Rintik hujan menjadi saksi dua insan yang tengah mengikrar janji seumur hidup menjadi pasangan suami istri di depan pemuka agama, orang tua, saksi, serta seluruh undangan yang hadir. Rinai yang jatuh sama sekali tidak mempengaruhi khidmat acara yang mengusung konsep pesta ruang terbuka tersebut. Membiarkan air dari langit membalut tubuh sang mempelai yang kini tengah berhadapan menempelkan bibir. Mengecup beberapa kali kemudian diakhiri lumatan kecil. Para undangan bersorak suka cita untuk mereka, Asta dan Saemi.

"Masih ga percaya Saemi nikah sama Pak Asta," celetuk Herlina di tengah heboh menyaksikan kemesraan pengantin baru di depan sana.

"Mesti minta alamat di mana nyari semar mesemnya, nih. Hebat banget sekelas Pak Asta ditaklukin." Trisna menambahi dengan geleng-geleng kepala. Meski terus menggerutu dan menggunjing pasangan baru itu, ia senantiasa bergabung dengan para undangan lain menanti sesi paling ditunggu. Apalagi kalau bukan lempar buket kembang yang konon katanya, dapat menularkan jodoh. Mitos, tapi seru juga untuk dicoba. Iseng-iseng berhadiah, siapa tahu.

"Tidak ingin pindah ke dalam?" bisik Asta manakala air yang jatuh kian deras.

"Nanggung, Pak. Lempar bunga dulu,"

Asta mengangguk, mengabulkan keinginan sang istri. Ia lantas memberi tahu pihak WO untuk tetap melanjutkan acara sesuai rencana.

"Ayo, buruan, Saem!" desak para undangan, terkhusus anggota pergosipan kantor yang telah menanti pelemparan buket bunga pengantin.

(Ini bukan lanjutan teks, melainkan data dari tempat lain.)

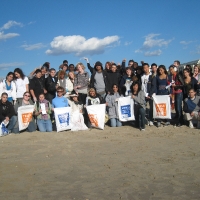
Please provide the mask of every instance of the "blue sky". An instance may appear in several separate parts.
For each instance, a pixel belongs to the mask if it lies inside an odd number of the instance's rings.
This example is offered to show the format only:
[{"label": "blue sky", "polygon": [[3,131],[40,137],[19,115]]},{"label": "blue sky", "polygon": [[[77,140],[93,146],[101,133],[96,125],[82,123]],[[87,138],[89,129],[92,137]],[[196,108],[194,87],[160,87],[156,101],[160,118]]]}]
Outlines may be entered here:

"Siap, ya!" Saemi dan Asta menggenggam bersama buket bunga seraya berhitung mundur. Dalam hitungan ketiga, kedua tangan pasangan itu mengayunkan buket, melambungkan sampai ke kerumunan para undangan yang menanti.

Tertangkap. Semua mata memandang ke arah dua tangan milik orang berbeda yang berhasil menangkap lemparan Asta dan Saemi.

"Lah, adikku ngapain ikut rebutan buket?" Saemi memekik tak percaya salah satu tangan penangkap ialah sang adik sendiri.

Ada yang terpaku membatu kala bersibobok dengan pemilik tangan yang ikut meraih lemparan buket bunga. Sosok yang terpaku membatu tersebut sampai lupa caranya untuk berkedip.

"Buat Mbaknya aja, deh." ujar adik Saemi mengalah tak lupa senyum mengiringi. Membiarkan tangan milik puan yang terpaku mematung itu menerima tangkapan mereka bersama.

"Ganteng banget..." tanpa sadar puan yang mematung itu menggumamkan pujian.

"Trisna, hei!" Herlina menyentak kesadaran Trisna yang tengah mematung. Sang puan tampaknya terkesima oleh pesona bujang tampan yang tak lain tak bukan adalah adik dari pengantin yang sejak tadi jadi bahan gibahnya.

"Itu siapa sih ganteng, tinggi, tegap, gitu?" Trisna belum memalingkan sama sekali perhatiannya dari bujang tampan yang kini menjauh ke tempat lain.

Herlina mengikuti arah pandang Trisna, kemudian mendecih. "Susah digapai, Tris. Saemi mana mau punya ipar kek Kamu," spontan ucapan Herlina mengalihkan dunia Trisna.

"Maksudnya?"

"Itu tadi adiknya Saemi, Kamu belum dikenalin, ya?" Herlina menatap heran ke arah Trisna. Padahal mereka berangkat bareng dan menemui sang pengantin juga bersama, tapi kenapa sang rekan sampai tidak tahu.

"Aku tadi sibuk nyuci mata, mana tau ada yang bisa diajak ke pelaminan abis ini." tutur Trisna menuai helaan napas Herlina.

"Tuh, kang gulung kabelnya keren. Sama dia aja, entar ga perlu pusing nyewa sound system."

"Ih, tua begitu, keren dari mana!"

Herlina tertawa puas menggoda sang rekan.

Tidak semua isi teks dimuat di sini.